Hasta ahora, el Estado y las élites gobernantes han sido incapaces de concebir la complejidad de la problemática o simplemente no han querido verla, pues exige resolverla en todas sus dimensiones; lo que implica, por ejemplo, modificar los privilegios y exclusiones del orden social establecido. Pero también es cierto que esa simplificación del tratamiento que se debe dar a la conflictividad armada y sus consiguientes violencias, trasciende a los funcionarios públicos, pues anida en algunos intelectuales, académicos, periodistas y políticos. Volviendo a Morin, tratar esta problemática social con la visión reduccionista y unidimensional hasta ahora aplicada puede ser la causa del fracaso.
La propuesta de proyecto de Ley de Paz Total del gobierno nacional, en correspondencia con los anhelos y el mandato del pueblo colombiano, está proyectado desde una estrategia integral que vincula ampliamente la diversidad de actores y busca su sostenibilidad como política global de un Estado enfocado ahora en la justicia social y ambiental, no en la concentración de la riqueza.
Sin embargo, una vez presentada la propuesta en público, para radicarse ante el Congreso de la República, surgieron reacciones críticas limitadas a lo jurídico, a lo legal y al temor de hacerle el juego a los criminales y darles estatus político, caer en la distorsión de la JEP, exigir al cumplimiento estricto de la pena de quienes disintieron del proceso de paz y el peligro de darle cabida al narcotráfico en nuevos procesos de paz, cuando sabido es que uno de los determinadores de la política y la economía en la historia reciente del país es justo el narcotráfico.
Pero pocas voces, distintas a las del gobierno, han salido a identificar las diferentes bondades contempladas en el borrador del Proyecto de Ley, empezando por bajar los índices de violencia en todos los territorios, superar las crisis humanitarias, desestimular la vinculación de jóvenes a los grupos armados irregulares y a la misma fuerza pública; transformar economías ilegales en legales. Sumado a otras acciones de mayor envergadura que vuelvan sistémica la convivencia pacífica para poder generar un nuevo orden social, en equivalencia a una conciencia social mucho más humana.
El Alto Comisionado de Paz, Danilo Rueda, el Senador Iván Cepeda y el mismo presidente, Gustavo Petro, han salido al paso a las críticas defendiendo la apuesta de Paz Total con argumentos novedosos, audaces y hasta temerarios, según piensan algunos; con enfoques diferenciales para las negociaciones, concertaciones, diálogos y procesos de escucha, que se pueden resumir en la frase: “Diálogo no significa negociación, no es momento de cálculos, hay que hacer los máximos esfuerzos para alcanzar la Paz Total”.
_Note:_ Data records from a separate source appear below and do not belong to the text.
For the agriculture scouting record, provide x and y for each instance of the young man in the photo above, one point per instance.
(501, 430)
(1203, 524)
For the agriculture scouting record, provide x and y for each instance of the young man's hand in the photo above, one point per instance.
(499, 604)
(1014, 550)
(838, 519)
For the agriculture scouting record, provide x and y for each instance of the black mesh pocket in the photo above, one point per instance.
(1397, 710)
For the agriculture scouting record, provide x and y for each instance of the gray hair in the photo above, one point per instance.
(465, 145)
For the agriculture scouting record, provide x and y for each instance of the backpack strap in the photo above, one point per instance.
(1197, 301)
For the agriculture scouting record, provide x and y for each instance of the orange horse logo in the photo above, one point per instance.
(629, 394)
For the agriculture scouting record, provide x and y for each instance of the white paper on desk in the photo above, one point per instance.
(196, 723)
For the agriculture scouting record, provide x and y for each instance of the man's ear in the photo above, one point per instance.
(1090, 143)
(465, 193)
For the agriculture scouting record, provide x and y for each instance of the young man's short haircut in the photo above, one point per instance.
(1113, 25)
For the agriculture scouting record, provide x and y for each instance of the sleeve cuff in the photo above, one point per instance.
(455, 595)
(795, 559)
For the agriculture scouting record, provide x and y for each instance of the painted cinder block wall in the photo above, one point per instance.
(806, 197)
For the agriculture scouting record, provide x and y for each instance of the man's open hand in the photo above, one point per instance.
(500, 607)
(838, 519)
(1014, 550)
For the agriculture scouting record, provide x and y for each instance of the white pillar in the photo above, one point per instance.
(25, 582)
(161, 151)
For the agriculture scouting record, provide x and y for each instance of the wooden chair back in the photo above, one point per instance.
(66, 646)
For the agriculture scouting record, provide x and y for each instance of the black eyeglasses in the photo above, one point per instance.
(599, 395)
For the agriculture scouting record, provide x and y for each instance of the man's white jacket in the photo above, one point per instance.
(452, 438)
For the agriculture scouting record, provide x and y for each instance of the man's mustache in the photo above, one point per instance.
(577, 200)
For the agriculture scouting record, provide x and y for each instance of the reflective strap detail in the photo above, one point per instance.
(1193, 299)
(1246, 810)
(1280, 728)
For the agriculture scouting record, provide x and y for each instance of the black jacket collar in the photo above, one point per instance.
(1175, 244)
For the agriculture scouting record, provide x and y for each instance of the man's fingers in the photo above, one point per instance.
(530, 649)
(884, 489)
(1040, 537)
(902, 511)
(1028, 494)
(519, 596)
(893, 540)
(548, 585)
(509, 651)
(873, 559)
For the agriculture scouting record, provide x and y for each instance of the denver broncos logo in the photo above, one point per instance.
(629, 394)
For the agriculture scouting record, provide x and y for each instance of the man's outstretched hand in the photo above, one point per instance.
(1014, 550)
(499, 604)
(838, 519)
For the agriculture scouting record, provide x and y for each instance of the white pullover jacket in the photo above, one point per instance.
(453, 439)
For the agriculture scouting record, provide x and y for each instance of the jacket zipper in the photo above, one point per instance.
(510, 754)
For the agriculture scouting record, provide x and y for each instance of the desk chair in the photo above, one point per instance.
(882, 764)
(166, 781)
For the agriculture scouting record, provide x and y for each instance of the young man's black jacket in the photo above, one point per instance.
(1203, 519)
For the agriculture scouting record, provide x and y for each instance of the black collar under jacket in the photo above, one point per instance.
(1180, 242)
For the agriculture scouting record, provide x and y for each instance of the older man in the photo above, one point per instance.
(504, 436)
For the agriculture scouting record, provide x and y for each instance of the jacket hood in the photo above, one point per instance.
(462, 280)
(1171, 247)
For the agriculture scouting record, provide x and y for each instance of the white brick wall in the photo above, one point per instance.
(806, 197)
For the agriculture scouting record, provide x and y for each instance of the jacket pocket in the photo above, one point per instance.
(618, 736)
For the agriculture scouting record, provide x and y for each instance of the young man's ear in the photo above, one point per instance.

Superar la violencia en Colombia, por lo tanto, es un problema altamente complejo que implica abordar problemas locales, regionales, nacionales e internacionales, que se interconectan y retroalimentan de una manera imperceptible para el sentido común. Vale la pena pensar en Morin, nuevamente, cuando plantea que se debe sustituir un paradigma de disyunción, reducción y unidimensionalización por uno de diferenciación y conjunción, que permita distinguir sin desarticular y asociar sin reducir.
También es necesario echar mano de la dialéctica para entender que la historia del conflicto armado y la violencia se ha transformado, para mal desafortunadamente, a través de los años. Eso implica lecturas más agudas y menos esquemáticas, en lo jurídico, económico, social y hasta cultural pero, sobre todo, abiertas, creativas y diversas, para continuar el camino de la resolución política de este engendro histórico, y alcanzar un nuevo determinador del orden social, distinto al de la violencia y el narcotráfico. Es mejor afrontar este complejo problema humano y colombiano, en vez de disolverlo u ocultarlo. Esta es una buena oportunidad.